Düzcinsel bir kadın arkadaşımdan mastürbasyon deneyimlerini yazmasını rica ettim. Tabi ki yazmak istemedi. Ben de Hüseyin Hocamızın ağzından dökülen bu kilit cümleleri kullandım, Hüseyin Hocamızı çok sevdiğinden ikna oldu. 😅

İşte HK nın o kilit cümleleri:
Cinsellik konuşulursa dostluk artar!
Cinsellik konuşmadığın kişiyle dost olunmaz!

Ve Hüseyin Hoca yukarıdakileri bana dedikten sonra, ben de kadınlar pek cinsellik konuşmuyorlar ama deyince Hüseyin Hocanın bana verdiği cevap da en önemli kilit cümlesi bence:
Kadın kadına da dost olunmaz zaten kolay kolay! (Vallahi haklı, değil mi 😂 )

Arkadaşımın yazdıklarını incelerken beraber çok şey öğreneceğiz. Aralarda ben girip bazı tespitlerimi de paylaşacağım. Benim eklemelerim [KÖŞELİ PARANTEZ] içlerinde yer alacak.

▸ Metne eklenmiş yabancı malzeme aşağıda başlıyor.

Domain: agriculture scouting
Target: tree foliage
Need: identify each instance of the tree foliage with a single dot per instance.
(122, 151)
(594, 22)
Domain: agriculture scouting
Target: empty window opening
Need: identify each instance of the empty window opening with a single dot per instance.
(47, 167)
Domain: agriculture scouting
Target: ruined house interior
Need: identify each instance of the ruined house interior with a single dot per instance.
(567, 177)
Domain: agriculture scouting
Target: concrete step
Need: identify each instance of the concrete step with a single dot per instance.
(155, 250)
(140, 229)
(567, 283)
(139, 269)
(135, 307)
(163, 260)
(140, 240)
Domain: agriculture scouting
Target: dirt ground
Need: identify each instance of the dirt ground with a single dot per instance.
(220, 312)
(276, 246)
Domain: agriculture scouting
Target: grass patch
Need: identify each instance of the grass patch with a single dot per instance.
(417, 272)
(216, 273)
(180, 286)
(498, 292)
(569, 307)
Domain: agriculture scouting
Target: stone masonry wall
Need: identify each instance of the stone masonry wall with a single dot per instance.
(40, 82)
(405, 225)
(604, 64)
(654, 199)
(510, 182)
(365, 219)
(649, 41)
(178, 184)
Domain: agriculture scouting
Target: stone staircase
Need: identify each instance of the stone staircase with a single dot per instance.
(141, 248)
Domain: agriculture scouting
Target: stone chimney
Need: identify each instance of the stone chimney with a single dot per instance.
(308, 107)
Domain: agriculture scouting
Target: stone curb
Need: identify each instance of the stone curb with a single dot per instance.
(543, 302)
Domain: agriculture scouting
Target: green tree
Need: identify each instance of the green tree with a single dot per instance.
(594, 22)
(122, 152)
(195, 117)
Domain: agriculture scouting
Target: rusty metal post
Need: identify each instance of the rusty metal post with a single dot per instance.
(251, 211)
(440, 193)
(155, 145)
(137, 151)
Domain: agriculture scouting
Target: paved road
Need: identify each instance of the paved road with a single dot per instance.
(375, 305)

Merhaba. Arkadaşımın yoğun talebi üzerine bu yazıyı kaleme alıyorum, yoksa normal şartlar altında hiç böyle şeylerden bahsedesim yoktur. 23 yaşındayım, dindar bir Müslümanım, kadınım, düzcinselim; eşcinsel mevzuları gündemime taşıyan bir arkadaşa sahibim.[Çok ayıp ya ne konuşacaktım 😬]

Özellikle kadın cinselliği hakkında “konuşulmayan şeyler” kalıbını çokça duymuşsunuzdur. Ben de bu konuda kendi düşünce ve deneyimlerimi aktaracağım.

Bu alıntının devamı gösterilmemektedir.